Orange and Rosemary Cake

Olive oil cakes are a deeply rooted Italian baking tradition. Adding rosemary to a cake might seem a novel idea, but it really does work wonderfully with citrus flavours. You could substitute clementines, satsumas etc depending on seasonality.

This cake is gluten-free and dairy-free; light and moist, and an utter doddle to make.

Serves: 12 or more (depending on slice size)

For the cake:

  • 190ml extra-virgin olive oil (175g if weighing), plus additional for greasing the tin
  • 200g golden caster sugar
  • 5 large eggs (they should total 320g-340g when weighed in their shells)
  • 2 tablespoons finely chopped fresh rosemary (see footnote)
  • 1 large or 2 small oranges: finely grated zest, and juice (see footnote)
  • 300g gluten-free plain flour
  • 2 tsp gluten-free baking powder
  • 1/2 tsp ground cinnamon

For the glaze:

  • 1 large or 2 small oranges: finely grated zest, and juice (see footnote)
  • 300g icing sugar
  • Fresh nutmeg, grated
  • 1 tsp finely chopped fresh rosemary, for decoration


  • A 23cm / 9″ diameter round springform tin
  • Baking/parchment paper to line bottom of tin
  • 1 large and 1 small mixing bowls
  • Citrus grater and juicer
  • Chopping board and sharp knife
  • Electric mixer (hand-held or stand); or, a stick blender
  • Spatula or palette knife
  • An oven-safe plate
  • Cooling rack

Making the cake:

  1. Preheat oven to 180 C (160 C fan-assisted). Oil the inside of the ring and the bottom of your tin, and line the bottom with baking paper, ensuring the paper covers the join of the ring; very lightly oil the top of the paper as well.
  2. Whisk the oil and sugar on medium speed in a large bowl until very light and creamy. Add the eggs one at a time, whisking continuously. Add the rosemary, orange zest, and juice, and continue whisking until fully combined and frothy.
  3. In a small bowl, manually stir the flour, baking powder, and cinnamon together with a fork. Briskly stir the dry ingredients into the wet (remember, this is gluten-free so you don’t have to worry about over-mixing; keep as much incorporated air as you can). Your batter will be thin, more like pancake batter than cake.
  4. Pour the batter into your prepared tin. Bake for 40-45 minutes, turning the tin halfway through for even baking, until the centre bounces back springily when lightly touched with your finger.
  5. Cool the cake in the tin on a cooling rack for about 10 minutes. Run a spatula or palette knife around the ring to loosen, then un-clip and lift the ring, and leave the cake to cool completely on the tin’s base.

Making the glaze:

  1. When the cake has baked, turn the oven off. Spread the orange zest on an oven-safe plate, breaking up any clumps, and place in the oven (door ajar) to dry out as the oven cools.
  2. Stir the icing sugar and orange juice together until fully combined.
  3. Turn out the fully cooled cake onto a serving plate/platter. Pour the glaze over the cake (see footnote), sprinkle over the dried orange zest, and grate some fresh nutmeg over. Sprinkle over the chopped rosemary.

Dried Herbs v Fresh?
I tested this recipe using dried rosemary, and I don’t recommend it. The pine-y aroma of fresh rosemary is really required for the cake to taste as stupendous as it should. Also, dried rosemary doesn’t bake into the batter properly and is too spiky for the topping.
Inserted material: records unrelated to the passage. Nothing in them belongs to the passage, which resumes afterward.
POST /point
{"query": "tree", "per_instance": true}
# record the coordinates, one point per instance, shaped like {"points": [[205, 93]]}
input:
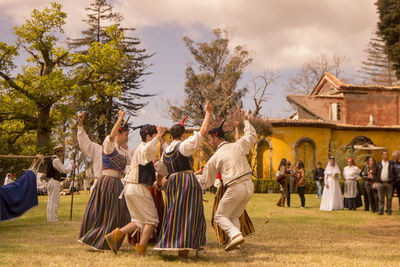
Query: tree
{"points": [[101, 105], [377, 68], [214, 76], [388, 29], [260, 91], [311, 72], [44, 81]]}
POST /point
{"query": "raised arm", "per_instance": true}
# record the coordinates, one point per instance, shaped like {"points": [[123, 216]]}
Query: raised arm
{"points": [[206, 122], [115, 129]]}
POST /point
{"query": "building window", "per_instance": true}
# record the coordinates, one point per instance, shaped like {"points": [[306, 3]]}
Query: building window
{"points": [[334, 112]]}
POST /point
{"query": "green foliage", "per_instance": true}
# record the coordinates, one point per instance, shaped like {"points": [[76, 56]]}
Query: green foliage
{"points": [[389, 30]]}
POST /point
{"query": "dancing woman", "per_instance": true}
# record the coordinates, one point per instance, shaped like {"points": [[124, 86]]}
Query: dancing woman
{"points": [[184, 226], [105, 211]]}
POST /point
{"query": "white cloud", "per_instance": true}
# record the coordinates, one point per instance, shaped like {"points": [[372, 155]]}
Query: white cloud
{"points": [[279, 34]]}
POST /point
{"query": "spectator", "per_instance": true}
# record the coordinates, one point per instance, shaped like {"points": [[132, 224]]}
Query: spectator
{"points": [[318, 174], [383, 175], [396, 165], [368, 179], [351, 174], [301, 182]]}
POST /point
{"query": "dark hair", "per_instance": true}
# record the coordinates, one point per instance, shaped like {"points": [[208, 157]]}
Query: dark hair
{"points": [[301, 164], [147, 129], [176, 131], [283, 163]]}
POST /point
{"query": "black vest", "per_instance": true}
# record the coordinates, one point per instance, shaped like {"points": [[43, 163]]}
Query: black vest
{"points": [[147, 174], [52, 172]]}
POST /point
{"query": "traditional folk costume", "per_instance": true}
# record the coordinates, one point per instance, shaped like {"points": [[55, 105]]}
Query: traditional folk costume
{"points": [[105, 210], [55, 173], [139, 179], [331, 196], [231, 161], [184, 226], [351, 175]]}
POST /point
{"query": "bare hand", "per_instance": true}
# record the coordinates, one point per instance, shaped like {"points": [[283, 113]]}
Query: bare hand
{"points": [[241, 115], [160, 131], [81, 117], [121, 114], [209, 107]]}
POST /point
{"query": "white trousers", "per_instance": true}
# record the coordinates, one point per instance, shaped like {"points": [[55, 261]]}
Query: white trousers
{"points": [[141, 205], [53, 200], [232, 205]]}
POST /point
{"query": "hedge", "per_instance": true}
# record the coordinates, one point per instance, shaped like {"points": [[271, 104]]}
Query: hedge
{"points": [[262, 185]]}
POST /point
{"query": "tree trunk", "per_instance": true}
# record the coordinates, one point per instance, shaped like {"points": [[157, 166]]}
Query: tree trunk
{"points": [[43, 130]]}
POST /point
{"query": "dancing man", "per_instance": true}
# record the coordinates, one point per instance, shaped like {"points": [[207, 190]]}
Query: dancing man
{"points": [[137, 195], [231, 161]]}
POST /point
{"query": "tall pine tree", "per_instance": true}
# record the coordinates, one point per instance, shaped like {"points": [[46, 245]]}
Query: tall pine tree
{"points": [[377, 68], [102, 107]]}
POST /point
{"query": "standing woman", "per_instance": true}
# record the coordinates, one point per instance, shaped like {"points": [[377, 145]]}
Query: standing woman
{"points": [[368, 180], [301, 182], [284, 180], [332, 194], [105, 210], [184, 226], [351, 174]]}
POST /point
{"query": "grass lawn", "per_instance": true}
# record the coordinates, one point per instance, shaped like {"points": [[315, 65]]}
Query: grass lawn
{"points": [[284, 236]]}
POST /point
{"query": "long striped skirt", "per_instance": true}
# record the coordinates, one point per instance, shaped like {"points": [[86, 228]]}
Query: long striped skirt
{"points": [[104, 212], [184, 225], [246, 226], [159, 202]]}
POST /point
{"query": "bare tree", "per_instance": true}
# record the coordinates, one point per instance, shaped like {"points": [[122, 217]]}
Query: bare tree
{"points": [[311, 72], [261, 84]]}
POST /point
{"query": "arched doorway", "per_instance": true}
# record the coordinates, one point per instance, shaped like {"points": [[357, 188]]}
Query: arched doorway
{"points": [[264, 159], [305, 151]]}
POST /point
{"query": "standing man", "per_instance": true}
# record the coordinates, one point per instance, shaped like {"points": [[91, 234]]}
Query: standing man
{"points": [[231, 161], [396, 165], [55, 172], [384, 176]]}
Chop the fresh rosemary as finely as you can, though, as larger bits aren’t nice to bite into.

Oranges / Glaze
For the photographed cake, I used 4 small oranges (2 for the cake, 2 for the glaze), weighing between 175g and 195g each. For a thicker glaze, use only some of the orange juice (mine was more like lemon drizzle, which is what I wanted). There is enough glaze to spoon some over each served cake slice as well.

I’ve adapted Yvette van Boven’s recipe for a larger tin, and to be GF; modified the glaze and added my own twists.